Simon is a contributor to Butterworth’s Personal Injury Litigation Service and has his own dedicated stress website called The Stress Lawyer.
- Byron v Direct Interior Solutions  – Acted for the successful claimant in a Protection from Harassment Act 1997 bullying claim in which his Christian client was subjected to a mock crucifixion on the shop floor. Damages of £85,000 agreed.
- Carroll v Chief Constable GMP  – Appeared for the successful respondent on appeal in a complex occupational stress claim. This is the lead authority on the practical application of s.33 LA 1980.

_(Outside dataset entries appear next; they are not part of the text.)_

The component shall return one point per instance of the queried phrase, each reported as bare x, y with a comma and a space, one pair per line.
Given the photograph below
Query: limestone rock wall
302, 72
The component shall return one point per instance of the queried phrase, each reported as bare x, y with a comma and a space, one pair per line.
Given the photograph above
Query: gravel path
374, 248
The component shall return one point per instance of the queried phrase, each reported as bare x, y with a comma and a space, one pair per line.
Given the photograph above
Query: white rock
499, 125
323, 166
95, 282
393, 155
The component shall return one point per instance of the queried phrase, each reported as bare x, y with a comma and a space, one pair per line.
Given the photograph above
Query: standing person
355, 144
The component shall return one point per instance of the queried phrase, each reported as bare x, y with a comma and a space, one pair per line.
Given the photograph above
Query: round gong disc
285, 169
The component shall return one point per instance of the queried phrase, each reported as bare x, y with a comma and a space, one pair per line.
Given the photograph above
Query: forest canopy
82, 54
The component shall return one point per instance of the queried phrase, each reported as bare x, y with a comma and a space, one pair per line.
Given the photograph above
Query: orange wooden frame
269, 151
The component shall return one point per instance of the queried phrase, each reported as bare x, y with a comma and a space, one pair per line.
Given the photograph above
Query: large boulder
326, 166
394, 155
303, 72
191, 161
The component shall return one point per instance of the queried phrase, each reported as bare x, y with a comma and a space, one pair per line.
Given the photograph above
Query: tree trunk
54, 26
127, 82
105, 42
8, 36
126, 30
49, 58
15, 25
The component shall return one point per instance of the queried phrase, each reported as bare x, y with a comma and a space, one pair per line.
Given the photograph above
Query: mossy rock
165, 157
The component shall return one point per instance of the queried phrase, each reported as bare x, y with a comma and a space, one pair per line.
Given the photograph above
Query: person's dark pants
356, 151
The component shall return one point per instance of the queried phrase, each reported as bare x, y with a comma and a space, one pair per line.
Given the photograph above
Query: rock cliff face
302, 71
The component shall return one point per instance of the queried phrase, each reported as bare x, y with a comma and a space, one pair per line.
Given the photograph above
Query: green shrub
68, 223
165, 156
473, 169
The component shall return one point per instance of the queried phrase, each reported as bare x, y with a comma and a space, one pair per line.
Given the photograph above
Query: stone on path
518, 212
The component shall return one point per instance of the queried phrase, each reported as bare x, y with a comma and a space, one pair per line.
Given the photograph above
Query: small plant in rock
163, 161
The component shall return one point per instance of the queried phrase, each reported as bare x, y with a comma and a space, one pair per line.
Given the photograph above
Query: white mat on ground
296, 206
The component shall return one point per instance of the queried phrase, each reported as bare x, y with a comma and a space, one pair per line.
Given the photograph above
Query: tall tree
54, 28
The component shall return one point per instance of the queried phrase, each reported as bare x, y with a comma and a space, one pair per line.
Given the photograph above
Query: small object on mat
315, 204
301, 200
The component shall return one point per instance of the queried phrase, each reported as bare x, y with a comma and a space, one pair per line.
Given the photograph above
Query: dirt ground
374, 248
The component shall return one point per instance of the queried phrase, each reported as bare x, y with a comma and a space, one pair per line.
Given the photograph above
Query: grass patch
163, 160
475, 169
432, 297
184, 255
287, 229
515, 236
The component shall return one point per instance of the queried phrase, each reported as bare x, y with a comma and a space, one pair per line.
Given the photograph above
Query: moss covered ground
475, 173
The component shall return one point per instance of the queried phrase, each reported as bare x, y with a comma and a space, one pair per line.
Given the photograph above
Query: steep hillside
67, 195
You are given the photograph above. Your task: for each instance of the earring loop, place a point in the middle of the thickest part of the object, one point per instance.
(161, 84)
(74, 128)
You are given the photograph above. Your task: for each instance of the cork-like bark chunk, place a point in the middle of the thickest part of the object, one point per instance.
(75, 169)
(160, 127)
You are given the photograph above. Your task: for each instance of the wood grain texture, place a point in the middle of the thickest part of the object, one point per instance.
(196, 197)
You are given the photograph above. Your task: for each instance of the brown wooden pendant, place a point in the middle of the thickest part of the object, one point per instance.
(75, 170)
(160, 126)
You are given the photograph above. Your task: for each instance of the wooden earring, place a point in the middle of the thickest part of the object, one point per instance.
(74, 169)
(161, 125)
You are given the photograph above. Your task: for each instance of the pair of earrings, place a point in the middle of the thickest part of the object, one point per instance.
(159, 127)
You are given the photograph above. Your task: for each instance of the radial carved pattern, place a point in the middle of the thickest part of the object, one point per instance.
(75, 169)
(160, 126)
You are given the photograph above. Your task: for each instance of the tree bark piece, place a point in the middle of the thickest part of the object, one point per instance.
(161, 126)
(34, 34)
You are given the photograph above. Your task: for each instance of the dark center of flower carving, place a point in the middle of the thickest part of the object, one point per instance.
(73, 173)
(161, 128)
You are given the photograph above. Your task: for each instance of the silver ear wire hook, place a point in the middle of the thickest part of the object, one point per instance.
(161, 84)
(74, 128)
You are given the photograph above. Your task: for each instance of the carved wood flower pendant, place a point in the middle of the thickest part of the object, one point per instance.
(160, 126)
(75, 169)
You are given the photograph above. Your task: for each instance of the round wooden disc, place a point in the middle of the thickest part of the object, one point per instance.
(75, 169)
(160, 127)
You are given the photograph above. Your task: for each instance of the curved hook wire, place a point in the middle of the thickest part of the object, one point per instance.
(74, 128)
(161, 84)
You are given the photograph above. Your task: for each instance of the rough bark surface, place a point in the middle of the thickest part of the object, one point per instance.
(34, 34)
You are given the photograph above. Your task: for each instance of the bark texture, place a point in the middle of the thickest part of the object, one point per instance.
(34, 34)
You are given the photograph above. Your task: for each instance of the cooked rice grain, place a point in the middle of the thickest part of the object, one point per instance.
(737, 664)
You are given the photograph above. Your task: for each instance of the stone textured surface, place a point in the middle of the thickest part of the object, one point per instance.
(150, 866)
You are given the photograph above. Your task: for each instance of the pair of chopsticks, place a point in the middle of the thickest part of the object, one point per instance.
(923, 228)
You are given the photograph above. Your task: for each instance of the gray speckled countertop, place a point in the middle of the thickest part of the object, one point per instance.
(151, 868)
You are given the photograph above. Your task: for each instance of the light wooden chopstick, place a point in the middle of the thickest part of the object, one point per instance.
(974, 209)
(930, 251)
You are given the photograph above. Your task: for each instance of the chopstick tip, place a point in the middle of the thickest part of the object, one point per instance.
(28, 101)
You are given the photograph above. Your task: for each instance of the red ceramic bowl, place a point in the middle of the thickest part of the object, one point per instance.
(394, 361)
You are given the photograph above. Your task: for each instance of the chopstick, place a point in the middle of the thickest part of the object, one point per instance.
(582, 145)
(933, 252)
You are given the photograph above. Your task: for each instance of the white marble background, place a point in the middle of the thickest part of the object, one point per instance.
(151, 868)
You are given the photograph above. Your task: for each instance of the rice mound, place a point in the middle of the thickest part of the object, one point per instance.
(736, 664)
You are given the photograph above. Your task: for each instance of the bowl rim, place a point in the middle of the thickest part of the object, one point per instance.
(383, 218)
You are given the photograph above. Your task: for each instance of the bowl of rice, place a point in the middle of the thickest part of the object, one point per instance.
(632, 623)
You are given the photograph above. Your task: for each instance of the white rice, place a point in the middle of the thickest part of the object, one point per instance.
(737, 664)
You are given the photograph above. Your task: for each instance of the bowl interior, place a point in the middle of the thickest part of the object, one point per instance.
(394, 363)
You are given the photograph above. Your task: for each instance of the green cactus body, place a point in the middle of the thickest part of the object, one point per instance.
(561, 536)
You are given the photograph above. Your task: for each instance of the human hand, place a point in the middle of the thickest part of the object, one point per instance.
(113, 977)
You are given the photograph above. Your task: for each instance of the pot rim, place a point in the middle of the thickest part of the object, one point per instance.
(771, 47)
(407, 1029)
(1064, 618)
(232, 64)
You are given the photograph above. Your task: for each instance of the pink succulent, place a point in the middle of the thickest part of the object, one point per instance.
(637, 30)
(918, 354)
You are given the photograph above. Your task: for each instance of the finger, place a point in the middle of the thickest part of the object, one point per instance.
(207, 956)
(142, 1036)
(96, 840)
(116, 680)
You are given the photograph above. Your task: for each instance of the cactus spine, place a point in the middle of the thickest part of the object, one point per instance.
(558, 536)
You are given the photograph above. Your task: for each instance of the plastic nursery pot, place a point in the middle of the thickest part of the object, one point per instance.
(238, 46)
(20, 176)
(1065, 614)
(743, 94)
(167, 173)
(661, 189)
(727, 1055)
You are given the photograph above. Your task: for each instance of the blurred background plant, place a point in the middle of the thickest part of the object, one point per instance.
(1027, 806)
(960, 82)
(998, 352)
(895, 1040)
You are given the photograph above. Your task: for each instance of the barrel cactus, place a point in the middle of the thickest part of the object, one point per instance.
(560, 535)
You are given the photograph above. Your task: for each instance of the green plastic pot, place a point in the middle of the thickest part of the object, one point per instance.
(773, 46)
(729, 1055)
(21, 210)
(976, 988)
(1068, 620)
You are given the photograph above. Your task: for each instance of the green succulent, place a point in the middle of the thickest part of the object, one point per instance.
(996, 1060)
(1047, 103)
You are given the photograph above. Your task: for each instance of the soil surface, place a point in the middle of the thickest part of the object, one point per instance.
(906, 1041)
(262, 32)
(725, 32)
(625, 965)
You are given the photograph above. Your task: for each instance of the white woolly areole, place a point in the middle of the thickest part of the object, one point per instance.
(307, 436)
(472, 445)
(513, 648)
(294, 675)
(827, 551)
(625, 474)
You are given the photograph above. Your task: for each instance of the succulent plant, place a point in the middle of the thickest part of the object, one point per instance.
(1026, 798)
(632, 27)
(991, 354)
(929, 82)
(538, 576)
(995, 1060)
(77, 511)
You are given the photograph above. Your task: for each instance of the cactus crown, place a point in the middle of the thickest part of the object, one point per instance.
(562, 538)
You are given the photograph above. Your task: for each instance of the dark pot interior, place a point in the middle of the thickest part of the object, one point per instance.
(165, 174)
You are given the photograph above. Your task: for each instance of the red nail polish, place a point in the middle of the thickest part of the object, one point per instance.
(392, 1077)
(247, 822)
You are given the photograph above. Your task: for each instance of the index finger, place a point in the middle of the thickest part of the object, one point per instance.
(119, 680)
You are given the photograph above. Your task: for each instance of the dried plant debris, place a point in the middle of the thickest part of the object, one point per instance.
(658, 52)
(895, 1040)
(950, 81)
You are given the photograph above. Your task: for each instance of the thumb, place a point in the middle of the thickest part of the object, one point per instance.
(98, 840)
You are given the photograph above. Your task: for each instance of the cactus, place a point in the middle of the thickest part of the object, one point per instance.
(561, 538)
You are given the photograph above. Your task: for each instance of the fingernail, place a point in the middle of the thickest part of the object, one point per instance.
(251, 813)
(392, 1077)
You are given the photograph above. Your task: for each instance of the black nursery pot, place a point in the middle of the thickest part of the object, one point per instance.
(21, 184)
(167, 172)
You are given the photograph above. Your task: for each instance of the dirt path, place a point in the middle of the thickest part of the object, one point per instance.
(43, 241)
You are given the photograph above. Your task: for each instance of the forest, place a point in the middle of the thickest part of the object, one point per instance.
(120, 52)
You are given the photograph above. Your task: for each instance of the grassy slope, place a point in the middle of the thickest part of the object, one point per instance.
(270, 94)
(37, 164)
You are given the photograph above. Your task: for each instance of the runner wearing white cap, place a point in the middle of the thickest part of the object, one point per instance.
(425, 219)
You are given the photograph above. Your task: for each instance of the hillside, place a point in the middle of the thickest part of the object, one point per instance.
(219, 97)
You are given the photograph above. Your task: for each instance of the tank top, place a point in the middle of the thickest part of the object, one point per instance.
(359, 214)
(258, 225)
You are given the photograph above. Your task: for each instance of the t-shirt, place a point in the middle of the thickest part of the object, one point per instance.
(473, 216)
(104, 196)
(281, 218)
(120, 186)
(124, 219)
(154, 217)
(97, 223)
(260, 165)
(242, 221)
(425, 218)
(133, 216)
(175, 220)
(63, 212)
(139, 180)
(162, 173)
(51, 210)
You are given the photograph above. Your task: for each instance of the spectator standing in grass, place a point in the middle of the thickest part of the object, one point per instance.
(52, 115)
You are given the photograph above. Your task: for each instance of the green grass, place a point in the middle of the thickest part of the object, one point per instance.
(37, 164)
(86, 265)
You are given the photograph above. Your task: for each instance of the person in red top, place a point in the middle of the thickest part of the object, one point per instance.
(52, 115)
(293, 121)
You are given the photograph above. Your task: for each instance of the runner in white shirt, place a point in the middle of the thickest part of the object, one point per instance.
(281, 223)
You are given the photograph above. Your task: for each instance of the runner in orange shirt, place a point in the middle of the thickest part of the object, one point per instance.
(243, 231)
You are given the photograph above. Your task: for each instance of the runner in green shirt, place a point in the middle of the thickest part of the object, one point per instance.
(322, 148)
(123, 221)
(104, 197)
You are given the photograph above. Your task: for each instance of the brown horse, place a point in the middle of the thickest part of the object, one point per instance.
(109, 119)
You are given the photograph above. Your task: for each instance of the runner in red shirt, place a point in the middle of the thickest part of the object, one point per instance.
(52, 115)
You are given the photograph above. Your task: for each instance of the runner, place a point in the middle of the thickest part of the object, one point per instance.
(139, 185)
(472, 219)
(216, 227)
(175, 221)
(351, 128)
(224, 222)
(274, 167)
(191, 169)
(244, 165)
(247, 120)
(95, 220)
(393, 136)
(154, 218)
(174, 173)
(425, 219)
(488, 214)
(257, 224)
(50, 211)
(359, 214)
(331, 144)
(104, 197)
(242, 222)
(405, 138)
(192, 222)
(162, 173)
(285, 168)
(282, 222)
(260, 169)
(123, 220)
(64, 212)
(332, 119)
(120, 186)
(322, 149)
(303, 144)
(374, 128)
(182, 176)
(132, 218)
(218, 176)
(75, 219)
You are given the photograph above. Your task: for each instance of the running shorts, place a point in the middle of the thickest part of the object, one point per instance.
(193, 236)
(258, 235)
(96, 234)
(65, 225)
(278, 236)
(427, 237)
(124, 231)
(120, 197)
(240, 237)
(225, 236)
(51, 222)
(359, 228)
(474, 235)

- Dorey v CFBT Education Trust  – ‘First breakdown’ claim by an over worked Head Teacher. Settled for £100,000.
- Brzoskowska v Preston  – Serious femoral degloving injury arising from a road traffic accident. Damages of £200,000 agreed.
- Sajid v West Yorkshire Police  – Head injury resulting from a police motorcycle pursuit. Damages of £150,000 agreed.
- Rawnsley v Bradford College  – ‘First breakdown’ perceived bullying claim. Succeeded at trial. Damages of £160,000 awarded.
- Kelly v City of Bradford MDC  – Serious below the knee leg injury in consequence of a fall from step ladders. Damages of £200,000 agreed.
- Senior v Kennet  – Below the knee leg amputation caused by an excavator.
- Willgoose v Shepherd Engineering Ltd.  – Over worked construction project manager. Damages of £75,000 agreed.
- Thomas v University of Leeds  – Occupational stress claim relating to overbearing and inadequate management. Damages agreed.
- Morton v Suddaby  – Psychiatric injury resulting from assault by employer on work (retail) premises. Damages of £15,000 awarded.
- Reynolds v Leeds City Council  – Education support worker attacked by a truanting pupil leading to nervous shock. Damages of £120,000 agreed.
- Deans v Isand Ltd.  – Assault by a service user in an adult care home setting.
- Casey v West Yorkshire Fire and Rescue Authority  – ‘First breakdown’ (perceived bullying) stress claim in which the Claimant later learned that he was the subject of private surveillance. Damages of £55,000 agreed.
- Singh v Habib  – Court of Appeal authority for the proposition that the Ladd v Marshall criteria need not be strictly applied where there is a public policy interest (i.e. allegations of fraud) in new evidence being admitted.
- Khan v City of Bradford MDC  – Stress claim arising from the breach of the implied term of mutual trust and confidence in which the Claimant had been placed under directed surveillance whilst on sick leave with a stress related complaint.
Simon may accept Public Access work, where he can be instructed directly by a member of the public rather than a solicitor.